This plant is reputably from a line of divisions from an original plant at the Dupont estate (subsequently Longwood Gardens) and the current flower is 13.5 cm wide. I don’t think that ‘Bankhouse’ has been mericloned. I have always liked the leaves of this plant and the impressively tall flower spike with its dramatic white and green single flower. I have collected the following information from various sources.
Paph. Maudiae was RHS registered in 1900. There probably were RHS awarded Maudiae during the first decades of the twentieth century, but the first AOS award was a CCC in September 1941, given to the L. Sherman Adams Company for the cultivar ‘Bankhouse’. This cultivar was then AOS awarded again in 2007 with an AM for a 13.4 cm wide flower. There was an AOS FCC given to a Maudiae exhibited by Mrs. W. K. du Pont in September of 1942, but OrchidsPro has no picture or description. Although this could have been ‘Bankhouse’, the subsequent AM to ‘Bankhouse’ in 2007 wouldn’t make sense if it received an FCC in 1942. The remaining 6 FCC awards to Maudiae have been for non-albino forms.
Note: several pages ahead in this chain is a report that an AOS bulletin from 1942 indicates that Mrs.
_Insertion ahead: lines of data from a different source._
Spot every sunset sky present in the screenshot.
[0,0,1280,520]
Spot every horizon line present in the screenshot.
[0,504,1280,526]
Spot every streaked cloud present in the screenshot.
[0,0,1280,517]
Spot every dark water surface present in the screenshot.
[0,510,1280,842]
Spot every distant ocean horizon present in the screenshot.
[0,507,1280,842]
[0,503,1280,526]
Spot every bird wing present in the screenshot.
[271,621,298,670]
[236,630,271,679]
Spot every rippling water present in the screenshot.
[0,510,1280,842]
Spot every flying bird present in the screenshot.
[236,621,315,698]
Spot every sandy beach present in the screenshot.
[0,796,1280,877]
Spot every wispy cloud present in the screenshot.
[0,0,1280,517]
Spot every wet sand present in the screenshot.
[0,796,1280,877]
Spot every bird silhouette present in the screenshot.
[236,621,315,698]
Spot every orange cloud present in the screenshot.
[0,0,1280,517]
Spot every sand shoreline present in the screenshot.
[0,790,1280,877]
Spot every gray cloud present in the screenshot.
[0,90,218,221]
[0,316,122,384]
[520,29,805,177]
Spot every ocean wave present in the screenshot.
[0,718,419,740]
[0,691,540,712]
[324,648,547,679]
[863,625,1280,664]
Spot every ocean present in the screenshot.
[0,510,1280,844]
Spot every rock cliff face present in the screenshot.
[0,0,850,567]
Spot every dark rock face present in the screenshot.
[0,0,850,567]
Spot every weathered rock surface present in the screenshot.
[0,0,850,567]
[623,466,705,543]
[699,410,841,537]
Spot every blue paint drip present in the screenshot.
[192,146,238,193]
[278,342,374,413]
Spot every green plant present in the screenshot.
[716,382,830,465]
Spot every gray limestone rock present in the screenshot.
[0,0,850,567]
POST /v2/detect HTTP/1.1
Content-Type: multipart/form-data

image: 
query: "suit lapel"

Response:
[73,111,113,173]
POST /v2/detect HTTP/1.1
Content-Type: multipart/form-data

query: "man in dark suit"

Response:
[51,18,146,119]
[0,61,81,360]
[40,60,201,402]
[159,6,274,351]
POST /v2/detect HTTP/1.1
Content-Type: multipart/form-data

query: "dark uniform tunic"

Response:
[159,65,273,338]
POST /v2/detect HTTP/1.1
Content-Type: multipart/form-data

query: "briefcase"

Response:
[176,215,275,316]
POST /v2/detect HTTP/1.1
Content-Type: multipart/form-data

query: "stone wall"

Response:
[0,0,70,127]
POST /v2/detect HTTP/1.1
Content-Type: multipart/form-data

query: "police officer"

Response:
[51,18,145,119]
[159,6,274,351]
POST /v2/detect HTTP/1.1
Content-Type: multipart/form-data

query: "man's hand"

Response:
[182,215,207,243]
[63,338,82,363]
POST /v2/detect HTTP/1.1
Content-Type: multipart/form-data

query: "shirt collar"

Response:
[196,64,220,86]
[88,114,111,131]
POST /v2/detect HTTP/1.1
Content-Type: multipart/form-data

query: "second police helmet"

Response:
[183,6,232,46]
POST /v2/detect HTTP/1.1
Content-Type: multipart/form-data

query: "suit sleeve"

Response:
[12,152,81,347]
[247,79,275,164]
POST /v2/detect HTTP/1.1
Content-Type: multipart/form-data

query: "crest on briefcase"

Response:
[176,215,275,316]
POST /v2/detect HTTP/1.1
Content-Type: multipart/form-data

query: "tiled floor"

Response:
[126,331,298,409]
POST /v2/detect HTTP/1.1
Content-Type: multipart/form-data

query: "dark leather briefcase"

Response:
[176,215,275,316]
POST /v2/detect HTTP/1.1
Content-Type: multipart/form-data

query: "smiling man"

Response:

Dupont’s Maudiae was ‘Bankhouse’.
An albino flower lacks anthocyanin pigments, so no shades of red or brown are seen and if carotenes (yellow) and chlorophylls (green) are also lacking, the resulting pure white flower (if a Paphiopedilum) is more specifically called an “album”. However, albino flowers can still display carotenes (yellow) or chlorophylls (green), producing combinations of white, green, and yellow. Thus, albino is an umbrella term with alba/album being a subset of albino.
When the albino form of callosum was identified it was given the forma name of viridiflorum, which means “with green flowers”. Later, some called this form “sanderae”, but the viridiflorum was described first so has precedence. The albino form of lawrenceanum was given the forma name of “hyeanum” but I cannot find a definition for this term.